Certificate not appearing on Chromebooks

  • Check chrome://policy on the Chromebook and confirm RequiredClientCertificateForDevice is present. If it is not, the device or user is not in the correct OU.
  • In Google Admin Console, go to Devices → Chrome → Devices, find the affected device, and click Force Policy Sync.
  • Confirm the Google Cloud Certificate Connector service is running on the CA server (services.msc).
  • Check the connector's event log: Event Viewer → Windows Logs → Application, filter by source GoogleCloudCertificateConnector. Every 30 seconds you should see pull request events. If you see OAuth errors, your key.json service account credential has been invalidated — generate a new key and restart the service.
  • Confirm that ca_connection_config_id in adapter_config.json exactly matches the Certificate Authority connection configuration identifier in Google Admin Console.
  • Confirm that template_name in adapter_config.json (or the Certificate template name in the Google Admin provisioning profile) exactly matches the template name (not display name) of the EAP-TLS Chrome Device template.
  • If the connector logs show SCEP server returned failure: badRequest, the challenge password in challenge-file.txt no longer matches what NDES is serving. Retrieve a fresh password from http://localhost/certsrv/mscep_admin/ and update the file, then restart the connector service.
  • Confirm svc-ndes has Read and Enroll on the EAP-TLS Chrome Device template, and Issue and Manage Certificates + Request Certificates at the CA level.

EAP-TLS failing at authentication (device has a cert but cannot connect)

  • Confirm the client certificate has Client Authentication under Extended Key Usage.
  • Confirm PacketFence trusts your CA — import your CA root certificate into PacketFence's trusted CA store.
  • Check PacketFence's RADIUS logs for the rejection reason.

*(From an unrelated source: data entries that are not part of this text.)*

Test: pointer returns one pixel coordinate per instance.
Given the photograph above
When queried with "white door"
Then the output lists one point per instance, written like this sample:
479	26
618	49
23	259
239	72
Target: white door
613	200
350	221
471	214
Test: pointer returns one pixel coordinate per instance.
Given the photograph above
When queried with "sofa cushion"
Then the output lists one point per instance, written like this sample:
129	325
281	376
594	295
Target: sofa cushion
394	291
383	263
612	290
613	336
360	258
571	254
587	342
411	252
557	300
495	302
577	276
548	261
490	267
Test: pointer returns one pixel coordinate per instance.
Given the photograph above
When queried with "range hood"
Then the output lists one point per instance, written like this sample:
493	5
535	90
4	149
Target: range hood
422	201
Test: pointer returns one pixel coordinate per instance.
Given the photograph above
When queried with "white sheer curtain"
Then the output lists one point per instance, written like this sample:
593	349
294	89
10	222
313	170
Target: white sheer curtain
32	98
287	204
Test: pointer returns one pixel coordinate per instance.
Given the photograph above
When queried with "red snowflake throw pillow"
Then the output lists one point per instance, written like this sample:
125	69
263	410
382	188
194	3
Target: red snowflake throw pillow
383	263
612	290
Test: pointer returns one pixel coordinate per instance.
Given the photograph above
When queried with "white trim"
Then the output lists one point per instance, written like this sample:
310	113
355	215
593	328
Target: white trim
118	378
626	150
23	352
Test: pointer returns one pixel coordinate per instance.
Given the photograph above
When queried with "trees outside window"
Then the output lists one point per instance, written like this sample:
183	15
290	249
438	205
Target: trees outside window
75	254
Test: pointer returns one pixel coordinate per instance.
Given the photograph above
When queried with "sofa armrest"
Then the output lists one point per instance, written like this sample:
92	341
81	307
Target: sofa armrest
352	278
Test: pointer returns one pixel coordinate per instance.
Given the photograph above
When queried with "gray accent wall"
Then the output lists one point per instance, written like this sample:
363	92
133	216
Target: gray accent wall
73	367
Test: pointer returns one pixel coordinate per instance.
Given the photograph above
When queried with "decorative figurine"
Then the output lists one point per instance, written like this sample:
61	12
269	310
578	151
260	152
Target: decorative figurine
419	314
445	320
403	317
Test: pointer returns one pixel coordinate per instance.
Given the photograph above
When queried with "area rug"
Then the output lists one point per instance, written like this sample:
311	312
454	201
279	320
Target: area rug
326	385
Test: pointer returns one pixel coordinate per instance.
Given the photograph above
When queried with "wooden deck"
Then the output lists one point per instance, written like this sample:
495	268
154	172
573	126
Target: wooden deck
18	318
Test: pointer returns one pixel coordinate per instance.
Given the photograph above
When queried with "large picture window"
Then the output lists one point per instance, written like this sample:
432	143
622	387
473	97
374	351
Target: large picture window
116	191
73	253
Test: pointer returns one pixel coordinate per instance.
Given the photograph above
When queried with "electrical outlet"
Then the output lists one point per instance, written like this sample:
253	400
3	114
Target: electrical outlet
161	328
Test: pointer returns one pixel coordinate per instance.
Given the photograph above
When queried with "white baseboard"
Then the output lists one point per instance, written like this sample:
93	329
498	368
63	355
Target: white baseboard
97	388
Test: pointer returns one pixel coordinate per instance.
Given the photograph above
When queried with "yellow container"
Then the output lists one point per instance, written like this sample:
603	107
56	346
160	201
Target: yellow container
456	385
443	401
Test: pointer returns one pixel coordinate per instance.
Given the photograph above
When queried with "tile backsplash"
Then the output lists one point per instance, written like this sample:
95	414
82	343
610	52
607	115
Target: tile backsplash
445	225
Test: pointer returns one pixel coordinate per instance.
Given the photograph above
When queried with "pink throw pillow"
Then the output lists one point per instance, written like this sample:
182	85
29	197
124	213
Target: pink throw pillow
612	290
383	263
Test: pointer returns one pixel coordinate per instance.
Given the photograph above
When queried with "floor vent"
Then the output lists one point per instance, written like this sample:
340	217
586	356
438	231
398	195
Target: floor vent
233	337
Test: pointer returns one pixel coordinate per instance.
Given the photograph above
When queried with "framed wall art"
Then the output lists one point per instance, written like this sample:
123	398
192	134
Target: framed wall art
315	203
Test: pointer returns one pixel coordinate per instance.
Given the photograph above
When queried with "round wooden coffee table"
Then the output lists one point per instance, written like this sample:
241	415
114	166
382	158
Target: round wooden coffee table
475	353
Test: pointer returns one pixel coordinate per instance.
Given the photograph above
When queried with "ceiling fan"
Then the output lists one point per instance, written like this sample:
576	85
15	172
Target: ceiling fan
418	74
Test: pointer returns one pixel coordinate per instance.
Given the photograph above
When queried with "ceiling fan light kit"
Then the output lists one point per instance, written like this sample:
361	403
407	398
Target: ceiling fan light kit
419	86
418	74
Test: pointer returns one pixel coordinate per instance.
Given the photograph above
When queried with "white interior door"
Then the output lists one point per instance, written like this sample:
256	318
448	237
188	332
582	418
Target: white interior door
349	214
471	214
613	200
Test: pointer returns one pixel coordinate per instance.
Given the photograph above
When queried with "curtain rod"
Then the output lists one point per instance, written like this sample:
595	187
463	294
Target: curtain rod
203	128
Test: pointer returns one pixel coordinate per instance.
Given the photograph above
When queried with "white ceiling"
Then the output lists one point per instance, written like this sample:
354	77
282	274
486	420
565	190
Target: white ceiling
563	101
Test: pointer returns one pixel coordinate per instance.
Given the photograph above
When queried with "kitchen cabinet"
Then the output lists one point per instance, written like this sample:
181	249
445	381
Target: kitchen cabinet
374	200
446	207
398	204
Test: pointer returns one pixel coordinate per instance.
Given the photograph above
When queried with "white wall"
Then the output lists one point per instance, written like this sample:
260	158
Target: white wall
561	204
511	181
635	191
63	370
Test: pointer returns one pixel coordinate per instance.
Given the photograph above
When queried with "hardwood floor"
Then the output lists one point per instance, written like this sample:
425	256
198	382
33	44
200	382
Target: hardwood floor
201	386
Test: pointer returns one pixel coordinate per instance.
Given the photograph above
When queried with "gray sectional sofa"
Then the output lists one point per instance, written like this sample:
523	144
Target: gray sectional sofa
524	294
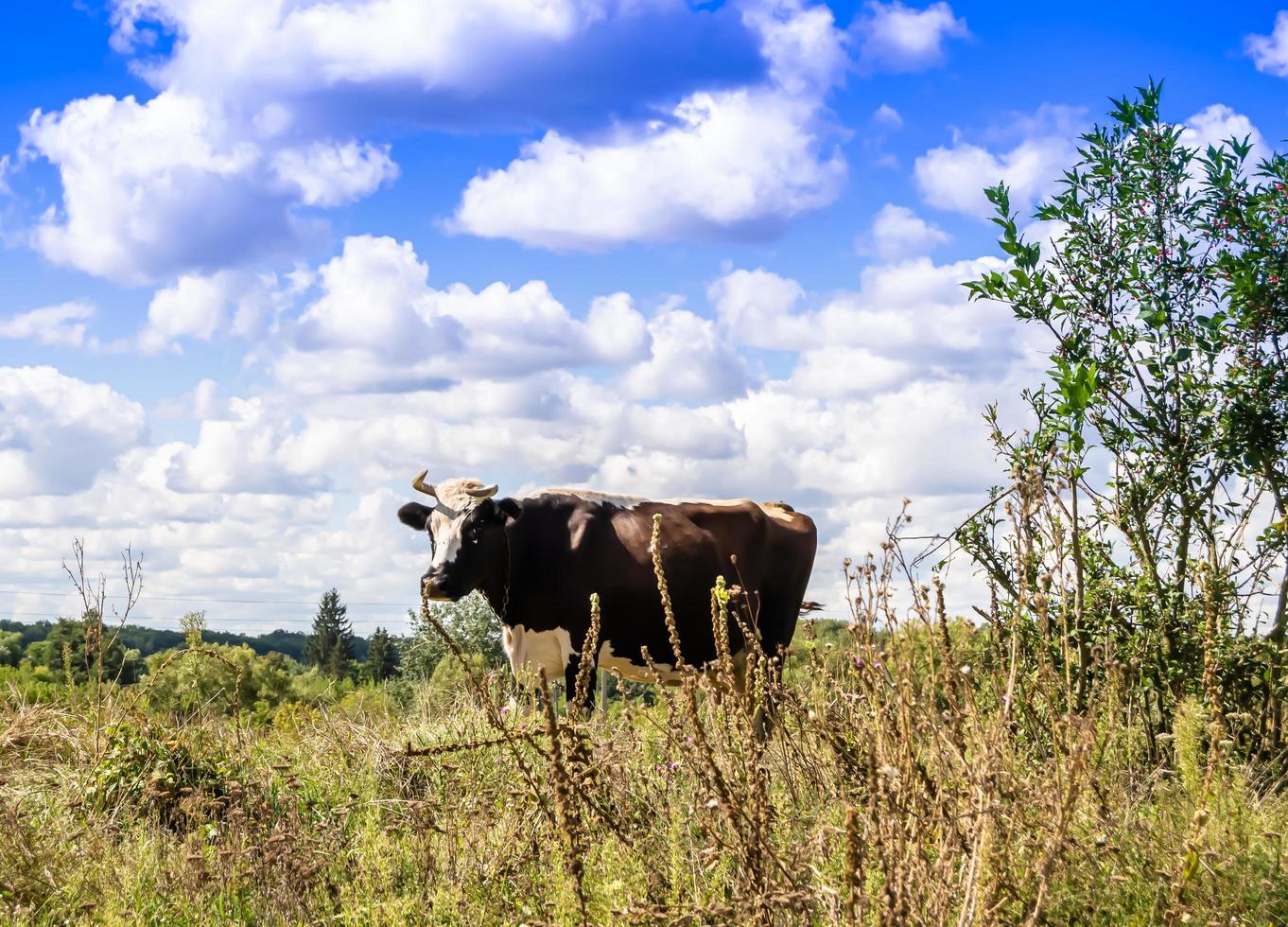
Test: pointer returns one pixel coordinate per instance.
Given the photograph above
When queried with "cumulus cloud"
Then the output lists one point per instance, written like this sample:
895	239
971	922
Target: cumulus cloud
377	324
330	174
886	116
1216	124
689	360
897	232
58	431
954	177
61	324
491	63
153	187
755	306
192	307
881	385
1270	53
722	164
216	168
896	38
246	451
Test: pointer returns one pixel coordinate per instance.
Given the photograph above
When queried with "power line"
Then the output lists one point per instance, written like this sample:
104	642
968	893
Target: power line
209	621
209	599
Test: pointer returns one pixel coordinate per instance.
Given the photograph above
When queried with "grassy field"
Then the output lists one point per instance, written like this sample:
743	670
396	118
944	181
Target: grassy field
924	773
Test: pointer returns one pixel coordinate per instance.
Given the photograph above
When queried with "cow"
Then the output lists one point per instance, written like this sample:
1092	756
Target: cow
538	558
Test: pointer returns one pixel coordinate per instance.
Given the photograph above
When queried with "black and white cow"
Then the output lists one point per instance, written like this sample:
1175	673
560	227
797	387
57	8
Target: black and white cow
538	558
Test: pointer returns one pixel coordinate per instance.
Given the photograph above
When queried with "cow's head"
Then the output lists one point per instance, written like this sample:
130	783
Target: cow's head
466	533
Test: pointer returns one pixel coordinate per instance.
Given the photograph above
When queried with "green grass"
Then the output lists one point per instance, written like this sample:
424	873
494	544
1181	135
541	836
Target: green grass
894	788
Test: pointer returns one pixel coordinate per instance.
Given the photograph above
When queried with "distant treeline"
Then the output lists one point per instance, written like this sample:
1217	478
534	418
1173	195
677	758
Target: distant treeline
148	641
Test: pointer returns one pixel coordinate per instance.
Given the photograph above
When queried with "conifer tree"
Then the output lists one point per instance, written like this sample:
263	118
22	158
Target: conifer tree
330	646
381	656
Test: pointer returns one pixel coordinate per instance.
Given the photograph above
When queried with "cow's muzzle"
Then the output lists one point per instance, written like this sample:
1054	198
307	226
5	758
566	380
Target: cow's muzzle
431	587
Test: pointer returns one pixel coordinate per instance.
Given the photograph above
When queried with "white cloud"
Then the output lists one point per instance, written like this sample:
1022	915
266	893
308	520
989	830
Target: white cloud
1216	124
151	188
755	306
899	39
57	431
292	46
724	163
953	178
330	174
61	324
690	360
1270	53
246	451
730	163
192	307
377	324
888	116
897	232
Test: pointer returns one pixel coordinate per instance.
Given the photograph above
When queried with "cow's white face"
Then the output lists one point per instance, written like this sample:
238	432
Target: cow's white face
447	538
458	526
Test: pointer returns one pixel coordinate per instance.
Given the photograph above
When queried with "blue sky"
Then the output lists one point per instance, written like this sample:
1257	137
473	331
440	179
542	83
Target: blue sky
266	260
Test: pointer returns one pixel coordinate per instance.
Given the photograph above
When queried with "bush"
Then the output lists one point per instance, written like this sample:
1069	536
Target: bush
214	677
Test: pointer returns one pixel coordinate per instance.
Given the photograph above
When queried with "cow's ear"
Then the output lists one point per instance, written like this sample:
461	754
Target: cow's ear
415	516
509	510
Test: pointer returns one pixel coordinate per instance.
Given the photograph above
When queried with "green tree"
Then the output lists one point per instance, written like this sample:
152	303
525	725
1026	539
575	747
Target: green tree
330	646
10	648
381	656
473	626
1163	294
84	642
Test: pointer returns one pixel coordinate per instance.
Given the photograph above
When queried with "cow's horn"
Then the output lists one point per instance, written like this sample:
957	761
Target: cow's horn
419	484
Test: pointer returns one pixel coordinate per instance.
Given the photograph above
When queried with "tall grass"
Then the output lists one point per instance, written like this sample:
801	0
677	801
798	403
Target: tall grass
925	770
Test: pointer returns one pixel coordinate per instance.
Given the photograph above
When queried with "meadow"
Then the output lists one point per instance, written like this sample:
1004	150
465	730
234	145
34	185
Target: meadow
1100	741
920	770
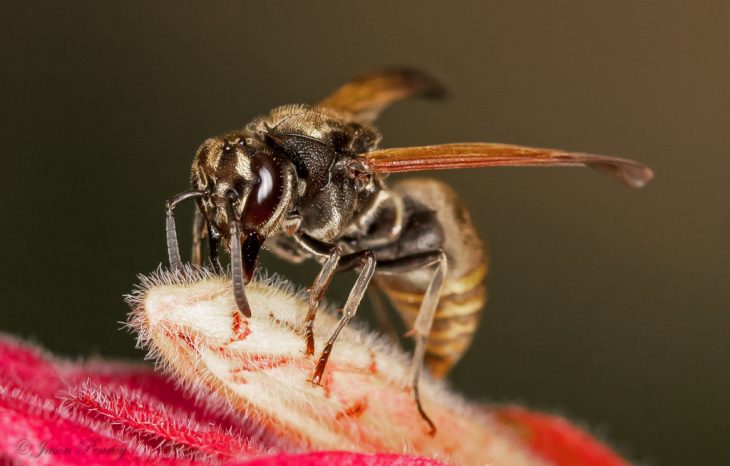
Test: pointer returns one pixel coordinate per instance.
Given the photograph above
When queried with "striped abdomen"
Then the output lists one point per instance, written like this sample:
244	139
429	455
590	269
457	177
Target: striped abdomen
463	294
459	310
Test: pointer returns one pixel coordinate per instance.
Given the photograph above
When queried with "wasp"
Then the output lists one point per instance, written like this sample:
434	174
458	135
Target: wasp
309	182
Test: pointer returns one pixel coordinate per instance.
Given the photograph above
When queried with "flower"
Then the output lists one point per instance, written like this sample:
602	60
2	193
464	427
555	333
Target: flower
237	392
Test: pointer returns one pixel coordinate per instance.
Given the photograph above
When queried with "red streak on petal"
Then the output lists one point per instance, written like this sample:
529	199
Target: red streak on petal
240	328
373	367
355	410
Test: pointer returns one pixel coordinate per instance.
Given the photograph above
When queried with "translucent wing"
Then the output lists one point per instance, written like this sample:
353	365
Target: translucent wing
474	155
368	95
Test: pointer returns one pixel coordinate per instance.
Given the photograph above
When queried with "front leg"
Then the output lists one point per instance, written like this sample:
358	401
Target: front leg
366	261
316	292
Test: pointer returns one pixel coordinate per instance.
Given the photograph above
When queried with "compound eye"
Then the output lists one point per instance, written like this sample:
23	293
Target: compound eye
266	193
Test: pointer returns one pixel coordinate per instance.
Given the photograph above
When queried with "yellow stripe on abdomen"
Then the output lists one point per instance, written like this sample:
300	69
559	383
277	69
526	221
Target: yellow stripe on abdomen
457	316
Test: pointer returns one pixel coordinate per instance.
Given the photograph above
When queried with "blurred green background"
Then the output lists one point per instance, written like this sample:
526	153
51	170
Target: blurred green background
607	305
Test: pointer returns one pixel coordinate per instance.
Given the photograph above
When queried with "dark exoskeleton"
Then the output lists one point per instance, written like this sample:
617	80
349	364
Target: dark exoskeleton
309	182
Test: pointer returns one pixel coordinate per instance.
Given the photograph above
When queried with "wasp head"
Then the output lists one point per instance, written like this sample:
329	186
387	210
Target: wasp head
247	190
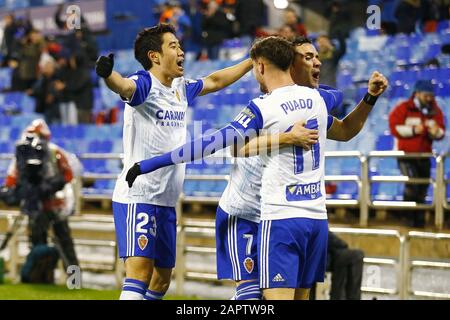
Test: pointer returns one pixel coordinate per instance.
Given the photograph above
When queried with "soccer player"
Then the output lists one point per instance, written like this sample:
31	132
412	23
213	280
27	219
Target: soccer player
243	121
154	123
272	57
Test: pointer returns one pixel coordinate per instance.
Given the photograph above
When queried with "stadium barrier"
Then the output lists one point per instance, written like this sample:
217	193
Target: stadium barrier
206	229
410	264
364	182
81	226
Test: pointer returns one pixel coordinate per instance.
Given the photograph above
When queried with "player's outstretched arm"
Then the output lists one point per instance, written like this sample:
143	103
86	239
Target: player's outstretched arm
120	85
195	149
299	135
223	78
351	125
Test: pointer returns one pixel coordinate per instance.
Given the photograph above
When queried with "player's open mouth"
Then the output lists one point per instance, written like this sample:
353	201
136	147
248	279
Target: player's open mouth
180	64
316	75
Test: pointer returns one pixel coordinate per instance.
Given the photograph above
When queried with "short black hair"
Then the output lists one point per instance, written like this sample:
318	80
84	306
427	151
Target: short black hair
299	40
150	39
276	50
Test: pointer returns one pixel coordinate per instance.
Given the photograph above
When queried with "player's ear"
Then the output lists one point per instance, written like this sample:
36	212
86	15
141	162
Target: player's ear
261	67
153	56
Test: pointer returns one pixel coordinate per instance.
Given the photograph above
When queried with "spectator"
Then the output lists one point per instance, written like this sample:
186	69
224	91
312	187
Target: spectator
45	93
75	90
175	15
8	42
407	14
216	28
287	32
416	123
346	266
291	19
329	56
55	204
27	57
340	21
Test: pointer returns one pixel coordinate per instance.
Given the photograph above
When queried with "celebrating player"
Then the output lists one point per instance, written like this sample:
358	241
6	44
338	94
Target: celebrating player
376	83
154	123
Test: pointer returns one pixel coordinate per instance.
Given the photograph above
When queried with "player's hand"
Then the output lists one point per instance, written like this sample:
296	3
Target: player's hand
104	65
377	84
419	129
303	137
433	130
133	173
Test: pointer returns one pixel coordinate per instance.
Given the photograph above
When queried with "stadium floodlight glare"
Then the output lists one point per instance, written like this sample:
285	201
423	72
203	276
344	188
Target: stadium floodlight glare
281	4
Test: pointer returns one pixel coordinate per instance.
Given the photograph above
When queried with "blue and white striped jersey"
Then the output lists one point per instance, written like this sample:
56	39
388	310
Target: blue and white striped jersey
292	180
242	197
155	123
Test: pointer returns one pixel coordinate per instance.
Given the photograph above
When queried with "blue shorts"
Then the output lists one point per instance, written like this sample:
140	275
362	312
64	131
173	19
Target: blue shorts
236	247
292	252
146	230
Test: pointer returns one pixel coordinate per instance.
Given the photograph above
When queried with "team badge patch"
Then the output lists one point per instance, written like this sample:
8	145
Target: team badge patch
142	241
249	264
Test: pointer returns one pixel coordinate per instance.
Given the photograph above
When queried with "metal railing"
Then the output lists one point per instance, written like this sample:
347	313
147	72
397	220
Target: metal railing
410	264
364	182
85	223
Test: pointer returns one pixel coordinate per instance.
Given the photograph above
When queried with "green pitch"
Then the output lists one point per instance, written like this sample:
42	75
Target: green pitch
53	292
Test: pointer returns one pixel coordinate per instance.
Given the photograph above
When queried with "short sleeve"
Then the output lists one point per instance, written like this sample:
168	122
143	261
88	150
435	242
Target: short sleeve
143	82
329	122
193	89
333	98
249	119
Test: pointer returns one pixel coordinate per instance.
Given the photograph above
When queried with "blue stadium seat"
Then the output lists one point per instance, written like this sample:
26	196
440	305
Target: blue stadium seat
387	191
15	133
190	187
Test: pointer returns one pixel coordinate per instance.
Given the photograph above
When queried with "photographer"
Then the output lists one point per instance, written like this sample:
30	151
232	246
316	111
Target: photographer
39	179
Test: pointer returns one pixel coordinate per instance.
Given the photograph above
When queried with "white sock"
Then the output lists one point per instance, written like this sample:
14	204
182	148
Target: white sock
131	295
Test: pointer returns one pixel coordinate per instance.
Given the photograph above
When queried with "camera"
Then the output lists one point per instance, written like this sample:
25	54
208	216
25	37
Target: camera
38	176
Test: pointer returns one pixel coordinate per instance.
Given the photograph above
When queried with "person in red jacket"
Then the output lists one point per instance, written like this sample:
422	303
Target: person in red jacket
58	201
415	124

Common causes: certificate chain not trusted, certificate expired, subject name not matching what PacketFence expects.
  • Verify the device's clock is accurate — certificate validation is time-sensitive.

NDES challenge password page is inaccessible

  • Confirm svc-ndes is the Identity for the SCEP application pool in IIS Manager.
  • Confirm IIS is running and the Default Web Site is started.
  • Confirm Load User Profile is set to True on the SCEP app pool (Step 1.9).
  • Confirm svc-ndes is in the local IIS_IUSRS group (Step 1.7).
  • Confirm svc-ndes has Issue and Manage Certificates and Request Certificates on the CA Security tab (Step 1.6).

Next Steps

You now have a functioning Microsoft CA issuing device certificates to Windows, Apple, and Chromebook devices. The next step is to configure PacketFence to use your CA as the trust anchor for EAP-TLS authentication and to connect it to your Wi-Fi infrastructure via 802.1X.

Specifically, you will need to:

  1. Import your CA root certificate into PacketFence so it can validate device certificates during EAP-TLS handshakes.
  2. Issue a RADIUS server certificate from your CA for PacketFence itself, so that devices can also validate the RADIUS server's identity — mutual authentication is a core requirement of EAP-TLS.
  3. Configure your wireless access points to point to PacketFence as their 802.1X RADIUS server.

These steps are covered in the PacketFence documentation. The certificate infrastructure you have built in this tutorial is the foundation that all of those steps depend on.